Un rire amer atteignit ses oreilles. Les créatures de l’hiver sont cruelles, et il n’est personne qu’elles méprisent plus que les intrus. Que leur chalait la vie du Chasseur ou de sa fille ? Elles-mêmes venaient du vieux monde, pas du nouveau. La mort des citadins et des peaux-molles n’était guère plus qu’un divertissement pour les revenants des bois glacés.

La rage donna une force nouvelle au Chasseur accablé. Il se releva en maudissant les habitants des ténèbres.

“J’ai fait ce que vous demandiez ! rugit-il. Je vous ai offert épines, sang et vin. Mais vous continuez de me priver de ma fille ? De vous moquer de moi ? Maudits soyez-vous, alors. Maudite soit cette forêt !”

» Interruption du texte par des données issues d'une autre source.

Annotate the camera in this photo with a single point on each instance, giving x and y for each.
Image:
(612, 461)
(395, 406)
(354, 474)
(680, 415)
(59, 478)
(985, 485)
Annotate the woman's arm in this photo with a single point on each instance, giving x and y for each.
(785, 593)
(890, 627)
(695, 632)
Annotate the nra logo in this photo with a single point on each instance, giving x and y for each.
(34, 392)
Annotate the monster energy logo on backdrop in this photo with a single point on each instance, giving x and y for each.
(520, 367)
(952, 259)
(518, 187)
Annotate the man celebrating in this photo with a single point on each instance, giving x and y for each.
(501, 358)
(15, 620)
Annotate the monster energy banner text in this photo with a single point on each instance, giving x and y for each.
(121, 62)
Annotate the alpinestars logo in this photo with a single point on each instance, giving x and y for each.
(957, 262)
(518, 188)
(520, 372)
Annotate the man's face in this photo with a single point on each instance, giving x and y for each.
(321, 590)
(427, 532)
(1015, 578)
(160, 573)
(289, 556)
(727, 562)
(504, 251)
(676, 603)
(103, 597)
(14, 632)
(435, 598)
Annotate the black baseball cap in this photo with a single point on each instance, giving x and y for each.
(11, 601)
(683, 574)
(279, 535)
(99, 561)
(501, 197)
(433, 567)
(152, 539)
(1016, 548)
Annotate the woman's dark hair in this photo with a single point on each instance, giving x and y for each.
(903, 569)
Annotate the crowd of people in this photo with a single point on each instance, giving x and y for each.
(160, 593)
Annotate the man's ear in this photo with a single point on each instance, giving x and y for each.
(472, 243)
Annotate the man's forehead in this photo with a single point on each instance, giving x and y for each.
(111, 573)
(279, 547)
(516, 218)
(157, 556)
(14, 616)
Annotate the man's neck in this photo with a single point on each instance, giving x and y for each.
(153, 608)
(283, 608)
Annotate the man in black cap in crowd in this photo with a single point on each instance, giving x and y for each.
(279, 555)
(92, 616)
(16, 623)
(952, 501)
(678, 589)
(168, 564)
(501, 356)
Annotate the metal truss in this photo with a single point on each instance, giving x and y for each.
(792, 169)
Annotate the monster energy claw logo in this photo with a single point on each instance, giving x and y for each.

Puis il tira sa hache et l’abattit sur l’arbuste le plus proche. Des copeaux d’écorce volèrent en tous sens, et une sève sombre comme du sang jaillit. Le Chasseur frappa encore et encore. Quand ses bras n’eurent plus la force de continuer, il tira de son sac une gourde d’huile. Il s’approcha du plus gros chêne près de lui : un fier et vieil arbre à l’immense ramure, dont les racines étaient aussi épaisses que le Chasseur était large. Ce dernier aspergea le chêne d’huile, et l’enflamma à l’aide de la poudre de son mousquet. Et alors que cet antique esprit, qui avait traversé les siècles intact, était enveloppé de flammes, le Chasseur retomba à genoux et pleura.

“Papa ?”

Si faible que fût la voix de sa fille, le Chasseur la reconnut et cria de joie. Il courut jusqu’à elle et, dans la lumière de l’arbre en feu, il la serra dans ses bras, et tous deux pleurèrent de soulagement.

“J’ai vu les flammes, expliqua-t-elle. Père, j’étais perdue ! Mais la forêt m’a offert la subsistance : des baies de frimas sur les conifères, de la mousse sur une pierre. Je me suis abritée sous cet arbre, qui m’a protégée de la morsure de l’hiver. Je savais que tu viendrais.”

À travers son torrent de larmes, le Chasseur vit les ombres bouger. Surgis de l’obscurité, découpés sur les flammes de l’arbre mourant, vinrent les habitants de Futilie : de sinistres silhouettes courbées aux yeux semblables à des éclats de glace bleue et aux serres croûtées de sang. Leur regard brillait d’une malice infinie.

Alors, les mots que son père avait répétés il y avait tant d’années remontèrent à la surface de sa mémoire. Des mots qu’en définitive, il n’avait pas écoutés.

“Ne marque pas les arbres de Futilie, ou ils te marqueront en retour.”

En serrant sa fille chérie fort contre lui, il ferma les yeux, et attendit la fin.